Basically this project is going like this:

Last January, Week One, I tremblingly cut out the column on that first crystalline Thursday, went to my studio and made a small jug. I sweetly imagined myself doing this each Thursday the entire year.

Might have done that for the first five weeks.

From February to April I wound up making jugs every 2-3 weeks, a more economical use of time! I bisque-fired the first thirteen from Quarter One and wrote a few blog postings about it.

The blog photos and the writing gave an accountability to the project like I had never experienced and I created the jugs for the Second Quarter with anticipation. It was great fun to introduce them.

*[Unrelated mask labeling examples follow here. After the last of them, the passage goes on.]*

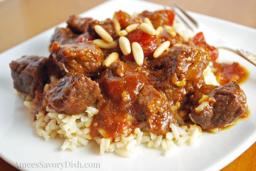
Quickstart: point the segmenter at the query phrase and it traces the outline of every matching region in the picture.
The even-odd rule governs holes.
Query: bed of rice
[[[34,107],[30,101],[25,101],[24,104],[32,110]],[[78,147],[86,145],[90,140],[94,140],[100,145],[100,154],[104,154],[105,152],[115,151],[119,155],[130,157],[132,154],[132,149],[136,146],[146,144],[149,148],[162,147],[163,154],[167,156],[177,145],[182,145],[186,142],[193,145],[202,135],[201,127],[197,125],[191,125],[188,128],[171,123],[169,126],[172,132],[157,135],[149,131],[145,121],[135,129],[134,134],[124,133],[122,137],[114,139],[93,138],[89,134],[90,127],[93,116],[98,112],[97,109],[88,107],[84,113],[72,116],[58,113],[48,108],[46,110],[46,115],[39,112],[36,116],[33,123],[36,133],[46,140],[58,136],[63,138],[65,140],[61,147],[62,150],[67,149],[73,150]]]
[[[203,73],[206,83],[218,84],[214,75],[209,66]],[[47,91],[48,85],[45,86]],[[24,105],[30,109],[32,113],[35,106],[29,101],[31,98],[24,97]],[[105,152],[114,151],[117,154],[124,156],[130,156],[132,150],[141,144],[145,144],[149,148],[161,148],[163,154],[167,156],[171,153],[172,149],[177,145],[184,144],[192,145],[198,138],[202,135],[201,128],[196,124],[180,126],[178,124],[171,123],[169,127],[172,131],[163,135],[157,135],[149,131],[146,121],[142,122],[136,128],[134,133],[124,132],[122,137],[114,139],[93,138],[89,135],[90,127],[92,117],[99,110],[93,107],[88,107],[84,113],[70,116],[59,113],[53,109],[47,107],[46,114],[40,112],[36,115],[33,123],[37,134],[46,140],[54,138],[57,136],[64,139],[61,147],[62,150],[73,150],[77,147],[86,145],[89,141],[95,141],[100,146],[100,154]]]
[[[174,22],[173,27],[186,40],[194,36],[191,30],[186,29],[177,22]],[[210,63],[203,72],[205,80],[207,84],[218,85],[212,72],[212,64]],[[47,88],[48,85],[46,85],[44,91],[47,91]],[[36,106],[30,101],[31,97],[24,98],[24,105],[33,113]],[[196,124],[190,125],[189,127],[180,126],[177,123],[171,123],[169,127],[171,132],[157,135],[149,131],[145,121],[142,122],[139,127],[135,129],[134,134],[124,132],[121,138],[114,139],[93,138],[89,135],[90,126],[93,117],[98,112],[96,108],[88,107],[84,113],[70,116],[58,113],[54,110],[47,108],[46,115],[41,112],[36,115],[33,126],[37,134],[46,140],[57,136],[62,138],[64,139],[61,147],[62,150],[73,150],[78,147],[86,145],[90,140],[94,140],[100,146],[100,154],[114,151],[117,154],[124,157],[130,156],[133,149],[142,144],[146,144],[149,148],[162,148],[163,154],[167,156],[171,153],[172,149],[177,145],[185,143],[193,145],[203,134],[201,128]]]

So then here came the busy summer, the busier fall. I have made lots of ceramic pieces, just not my Local Talkers.

Of course, I still collect the Thursday paper and date and number each column. If I start to fuss over the backlog, I breathe and take a much longer view. How do you take care of your dreams? Gently. Lovingly. Determinedly. With humor!

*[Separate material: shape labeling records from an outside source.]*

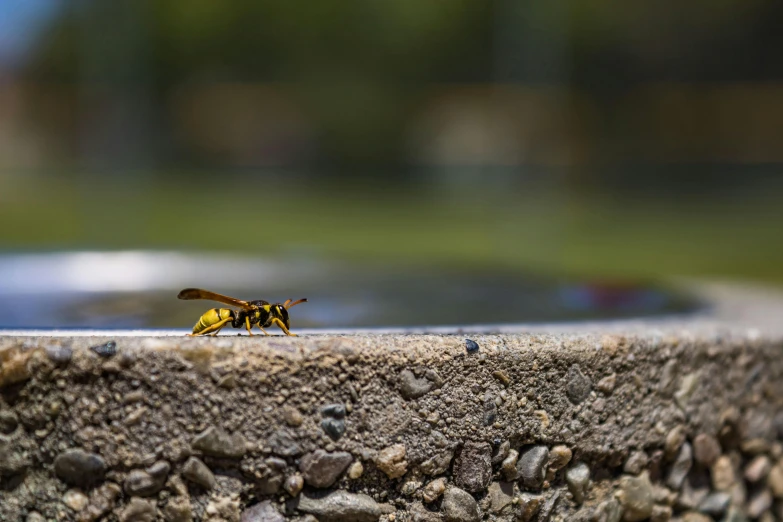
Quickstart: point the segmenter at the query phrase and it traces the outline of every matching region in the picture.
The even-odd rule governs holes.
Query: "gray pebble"
[[[275,430],[267,440],[269,448],[275,455],[296,457],[302,454],[302,447],[287,430]]]
[[[680,489],[682,482],[691,470],[691,466],[693,466],[693,450],[691,445],[685,442],[680,446],[680,451],[677,453],[677,457],[669,470],[669,475],[666,477],[666,485],[674,490]]]
[[[274,495],[280,490],[285,480],[286,462],[277,457],[269,457],[264,460],[266,468],[262,477],[256,481],[256,489],[262,495]]]
[[[479,522],[476,500],[467,491],[459,488],[449,488],[443,494],[443,516],[446,522]]]
[[[566,471],[565,479],[574,502],[582,504],[587,495],[587,487],[590,485],[590,468],[584,462],[580,462]]]
[[[493,482],[487,492],[489,510],[494,515],[506,515],[511,512],[514,499],[513,482]]]
[[[617,497],[623,506],[624,519],[628,522],[638,522],[652,515],[653,488],[646,471],[638,477],[621,477]]]
[[[669,433],[666,434],[666,439],[663,442],[663,455],[666,460],[672,460],[677,456],[680,451],[680,447],[685,442],[686,433],[685,427],[675,426]]]
[[[731,495],[728,493],[711,493],[707,495],[698,506],[699,511],[713,517],[723,515],[731,504]]]
[[[706,433],[699,433],[693,439],[693,457],[702,466],[712,466],[720,457],[720,444],[718,439]]]
[[[541,487],[546,476],[548,458],[549,449],[546,446],[533,446],[522,452],[517,461],[517,474],[525,487]]]
[[[630,475],[638,475],[644,471],[644,468],[647,467],[649,461],[650,458],[647,456],[647,453],[644,451],[634,451],[628,457],[628,460],[625,461],[623,471]]]
[[[620,518],[623,516],[623,507],[616,499],[610,498],[598,505],[596,514],[598,520],[602,522],[620,522]]]
[[[500,464],[500,472],[503,474],[503,478],[506,480],[516,480],[517,474],[517,461],[519,460],[519,452],[517,450],[510,450],[508,457],[503,459]]]
[[[653,506],[650,522],[669,522],[672,518],[671,506]]]
[[[764,489],[748,500],[747,513],[750,518],[759,518],[772,507],[772,494]]]
[[[377,522],[381,516],[381,507],[371,497],[343,490],[302,493],[297,509],[320,522]]]
[[[429,393],[435,387],[435,383],[424,377],[416,377],[412,371],[400,372],[400,395],[404,399],[418,399]]]
[[[507,440],[503,441],[501,444],[494,445],[494,449],[492,450],[492,465],[500,464],[505,460],[506,457],[508,457],[508,452],[511,450],[511,443],[509,443]]]
[[[10,435],[19,426],[19,418],[11,410],[0,410],[0,433]]]
[[[244,510],[239,522],[285,522],[285,517],[265,500]]]
[[[345,421],[333,417],[325,417],[321,419],[321,429],[329,435],[330,439],[337,441],[345,433]]]
[[[196,435],[191,447],[211,457],[240,459],[247,453],[247,441],[241,433],[229,435],[215,426]]]
[[[125,478],[124,489],[130,496],[149,497],[163,489],[163,484],[157,482],[146,471],[134,469]]]
[[[696,509],[704,502],[707,495],[710,494],[710,488],[696,487],[686,480],[682,485],[682,490],[677,497],[677,507],[684,510]]]
[[[70,346],[50,344],[44,350],[46,351],[46,356],[54,364],[68,364],[73,357],[73,349]]]
[[[134,497],[120,513],[120,522],[153,522],[155,515],[153,502]]]
[[[546,499],[544,505],[541,506],[541,512],[538,514],[538,522],[547,522],[549,520],[549,517],[552,516],[552,512],[555,510],[555,506],[557,506],[558,500],[560,500],[559,491],[555,491],[552,496]]]
[[[345,451],[328,453],[317,449],[308,453],[299,463],[305,482],[316,488],[328,488],[334,484],[351,464],[353,457]]]
[[[596,387],[605,395],[610,395],[614,391],[614,387],[617,383],[617,374],[613,373],[611,375],[607,375],[600,381],[598,381],[598,384]]]
[[[558,445],[549,451],[549,462],[547,466],[553,471],[559,471],[566,467],[571,462],[573,452],[571,448],[564,445]]]
[[[495,399],[487,394],[484,398],[484,426],[492,426],[498,418],[498,407]]]
[[[303,487],[304,479],[302,479],[301,475],[291,475],[285,479],[285,483],[283,484],[283,489],[292,497],[297,496],[302,491]]]
[[[431,477],[441,475],[451,466],[452,458],[454,458],[454,452],[446,450],[422,462],[419,469],[421,469],[422,473]]]
[[[182,466],[182,476],[206,490],[214,488],[217,484],[212,471],[196,457],[190,457],[185,461]]]
[[[574,364],[568,370],[568,384],[566,385],[566,395],[574,404],[579,404],[590,395],[590,379],[582,373],[578,364]]]
[[[130,496],[149,497],[163,489],[171,466],[165,460],[158,461],[146,470],[135,469],[125,478],[125,492]]]
[[[103,481],[106,462],[95,453],[71,449],[54,459],[54,472],[67,484],[85,487]]]
[[[321,408],[321,415],[324,417],[333,417],[335,419],[345,418],[345,405],[341,403],[327,404]]]
[[[530,493],[522,493],[519,495],[518,508],[516,510],[516,518],[520,522],[530,522],[533,517],[536,516],[538,510],[541,508],[541,504],[544,503],[544,497],[541,495],[531,495]]]
[[[424,486],[421,497],[424,499],[424,502],[435,502],[444,491],[446,491],[446,478],[440,477]]]
[[[486,442],[467,442],[454,460],[454,484],[469,491],[484,491],[492,480],[492,448]]]
[[[772,462],[766,455],[759,455],[754,458],[745,468],[745,478],[748,482],[756,483],[767,478],[772,469]]]
[[[710,470],[712,477],[712,487],[718,491],[730,490],[737,479],[734,474],[734,464],[728,455],[721,455]]]
[[[109,341],[98,346],[90,346],[90,350],[98,354],[100,357],[111,357],[117,353],[117,343]]]

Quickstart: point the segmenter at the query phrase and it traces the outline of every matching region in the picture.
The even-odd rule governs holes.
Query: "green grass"
[[[219,178],[215,178],[216,180]],[[193,183],[29,182],[0,195],[5,250],[158,248],[783,282],[783,208],[745,202]]]

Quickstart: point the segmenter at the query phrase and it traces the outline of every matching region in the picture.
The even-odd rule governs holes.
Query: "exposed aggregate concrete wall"
[[[0,520],[783,521],[743,332],[0,337]]]

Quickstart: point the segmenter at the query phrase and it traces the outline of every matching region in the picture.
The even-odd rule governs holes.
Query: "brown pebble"
[[[679,453],[683,443],[685,443],[685,426],[675,426],[666,435],[666,440],[663,443],[663,455],[666,460],[671,461]]]
[[[731,459],[721,455],[712,465],[712,487],[718,491],[729,491],[736,481]]]
[[[710,467],[720,456],[718,439],[707,433],[699,433],[693,439],[693,457],[702,466]]]
[[[759,455],[745,467],[745,478],[748,482],[756,483],[763,480],[769,474],[772,463],[766,455]]]

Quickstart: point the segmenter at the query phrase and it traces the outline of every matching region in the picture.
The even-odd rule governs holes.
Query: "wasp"
[[[288,299],[285,303],[270,304],[264,300],[256,301],[240,301],[227,295],[216,294],[209,290],[202,290],[200,288],[186,288],[177,295],[179,299],[208,299],[210,301],[217,301],[227,305],[235,306],[239,310],[233,310],[231,308],[213,308],[207,310],[204,315],[199,318],[196,326],[193,327],[193,335],[217,335],[218,332],[227,324],[231,324],[234,328],[247,328],[247,333],[253,335],[250,329],[253,325],[257,325],[264,334],[269,335],[264,328],[270,326],[278,326],[286,335],[296,336],[289,331],[291,323],[288,319],[288,309],[296,306],[300,303],[306,303],[307,299],[299,299],[298,301],[291,302]]]

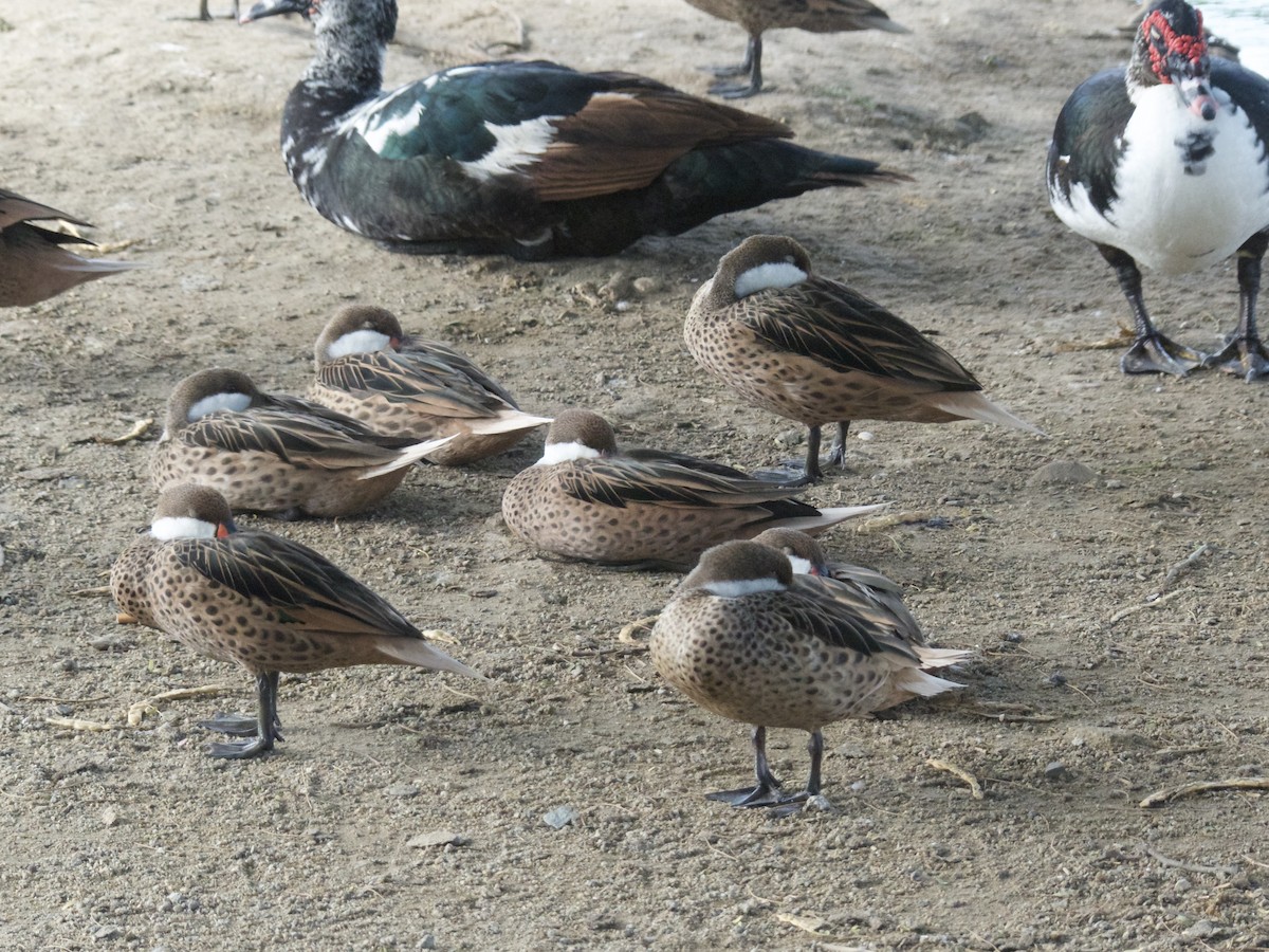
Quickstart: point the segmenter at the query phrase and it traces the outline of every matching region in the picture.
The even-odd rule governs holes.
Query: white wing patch
[[[462,162],[463,170],[477,182],[489,182],[495,175],[510,175],[525,165],[532,165],[555,141],[552,124],[562,116],[538,116],[515,126],[496,126],[485,122],[494,136],[494,147],[480,159]]]
[[[542,458],[534,466],[555,466],[567,463],[574,459],[598,459],[600,452],[585,443],[547,443],[542,451]]]
[[[185,414],[185,419],[193,423],[217,410],[232,410],[240,414],[249,406],[251,406],[251,397],[246,393],[209,393],[202,400],[194,401],[194,405],[189,407],[189,413]]]
[[[176,538],[216,538],[216,524],[189,515],[165,515],[154,520],[150,534],[164,542]]]
[[[718,598],[744,598],[758,592],[784,592],[779,579],[742,579],[737,581],[707,581],[706,592]]]
[[[806,272],[788,261],[759,264],[736,277],[736,297],[749,297],[768,288],[791,288],[806,281]]]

Look at all that potential up there! I scan those faces, absorbing them and conceptualizing. This apparent pause is rather normal and not a cause for any flustering doubt or flapping guilt. It is a time of Gathering: ideas, columns, steam, right intention and focus. When I get back to the making, addressing each week in order, I will make one lovely face jug at a time with all my heart, just as I imagined.

I will still bisque the whole lot of them before I add the colors. I did research and test some of my color ideas over the summer: more Gathering! When I have the whole year, the full deck, the Baker’s Dozen times four, they will begin to become the body of work I intend. In the meantime, I take it bird by bird.

So that’s what’s happened in Quarter Three. That and this:

All my gentle, loving, determined, funny and irreverent wishes for the rest of the year!